Sparsity for dynamic inverse problems on Wasserstein curves with bounded variation
Marcello Carioni, Julius Lohmann
TL;DR
The article develops a dynamic inverse problem framework with a Wasserstein-1 regularizer acting on BV curves in time, allowing jumps and sparse temporal structure. It proves the existence of a sparse minimizer consisting of at most $m$ Dirac-atom trajectories with BV evolution, and furnishes a representer theorem to guarantee sparsity. An FC-GCG method is derived and discretized for grid-free computation of BV trajectories, with a detailed insertion/coefficients/pruning scheme. Numerical experiments validate the ability to recover sparse and jumpy ground truths, even under noise, demonstrating the approach's effectiveness for dynamic inverse problems in Wasserstein space.
Abstract
We investigate a dynamic inverse problem using a regularization which implements the so-called Wasserstein-$1$ distance. It naturally extends well-known static problems such as lasso or total variation regularized problems to a (temporally) dynamic setting.

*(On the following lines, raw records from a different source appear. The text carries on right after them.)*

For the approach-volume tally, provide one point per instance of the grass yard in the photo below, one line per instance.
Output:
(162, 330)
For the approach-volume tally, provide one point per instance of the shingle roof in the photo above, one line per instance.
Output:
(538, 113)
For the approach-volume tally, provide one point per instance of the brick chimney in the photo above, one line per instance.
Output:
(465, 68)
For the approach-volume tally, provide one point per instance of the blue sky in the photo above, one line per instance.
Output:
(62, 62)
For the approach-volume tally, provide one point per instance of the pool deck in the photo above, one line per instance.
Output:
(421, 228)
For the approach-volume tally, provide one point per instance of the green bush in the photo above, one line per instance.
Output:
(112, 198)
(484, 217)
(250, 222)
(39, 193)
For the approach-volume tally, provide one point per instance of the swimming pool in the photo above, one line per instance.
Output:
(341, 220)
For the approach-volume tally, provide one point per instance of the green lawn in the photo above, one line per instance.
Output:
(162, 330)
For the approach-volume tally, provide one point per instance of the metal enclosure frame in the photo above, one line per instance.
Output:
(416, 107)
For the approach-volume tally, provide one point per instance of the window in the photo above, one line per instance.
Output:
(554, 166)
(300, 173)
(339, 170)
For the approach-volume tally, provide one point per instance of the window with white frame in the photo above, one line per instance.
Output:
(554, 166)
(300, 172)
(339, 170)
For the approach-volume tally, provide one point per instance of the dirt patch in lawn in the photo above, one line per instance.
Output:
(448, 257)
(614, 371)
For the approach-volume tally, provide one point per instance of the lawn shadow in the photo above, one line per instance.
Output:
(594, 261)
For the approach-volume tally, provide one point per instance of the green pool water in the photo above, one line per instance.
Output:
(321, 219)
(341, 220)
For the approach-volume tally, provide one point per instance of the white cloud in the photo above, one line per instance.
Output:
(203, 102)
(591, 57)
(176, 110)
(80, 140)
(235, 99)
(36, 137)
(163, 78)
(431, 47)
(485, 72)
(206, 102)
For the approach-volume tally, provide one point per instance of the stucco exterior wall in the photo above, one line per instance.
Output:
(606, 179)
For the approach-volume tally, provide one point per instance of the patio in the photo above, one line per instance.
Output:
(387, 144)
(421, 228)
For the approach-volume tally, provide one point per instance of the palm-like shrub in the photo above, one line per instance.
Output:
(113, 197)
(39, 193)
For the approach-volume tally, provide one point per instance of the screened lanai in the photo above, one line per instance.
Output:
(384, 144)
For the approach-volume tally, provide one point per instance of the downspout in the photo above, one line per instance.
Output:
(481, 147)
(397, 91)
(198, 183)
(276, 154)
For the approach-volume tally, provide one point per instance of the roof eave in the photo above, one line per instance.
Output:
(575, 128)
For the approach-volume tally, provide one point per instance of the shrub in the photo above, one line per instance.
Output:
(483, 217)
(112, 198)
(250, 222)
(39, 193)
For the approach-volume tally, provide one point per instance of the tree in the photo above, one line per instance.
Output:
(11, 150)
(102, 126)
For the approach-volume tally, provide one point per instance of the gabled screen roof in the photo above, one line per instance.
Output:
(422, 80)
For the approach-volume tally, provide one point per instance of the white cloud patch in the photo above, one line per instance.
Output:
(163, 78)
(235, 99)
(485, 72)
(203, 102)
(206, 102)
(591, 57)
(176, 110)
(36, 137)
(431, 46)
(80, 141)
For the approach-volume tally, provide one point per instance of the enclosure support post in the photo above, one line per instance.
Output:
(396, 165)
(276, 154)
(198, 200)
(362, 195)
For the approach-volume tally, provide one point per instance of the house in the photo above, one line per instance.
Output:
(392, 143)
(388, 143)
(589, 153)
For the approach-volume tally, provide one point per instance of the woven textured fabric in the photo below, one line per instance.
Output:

Further, the decision variables, realized as BV curves, are allowed to exhibit discontinuities, in contrast to the design variables in classical optimal transport based regularization techniques. We prove the existence and a characterization of a sparse solution. Further, we use an adaption of the fully-corrective generalized conditional gradient method to experimentally justify that the determination of BV curves in the Wasserstein-$1$ space is numerically implementable.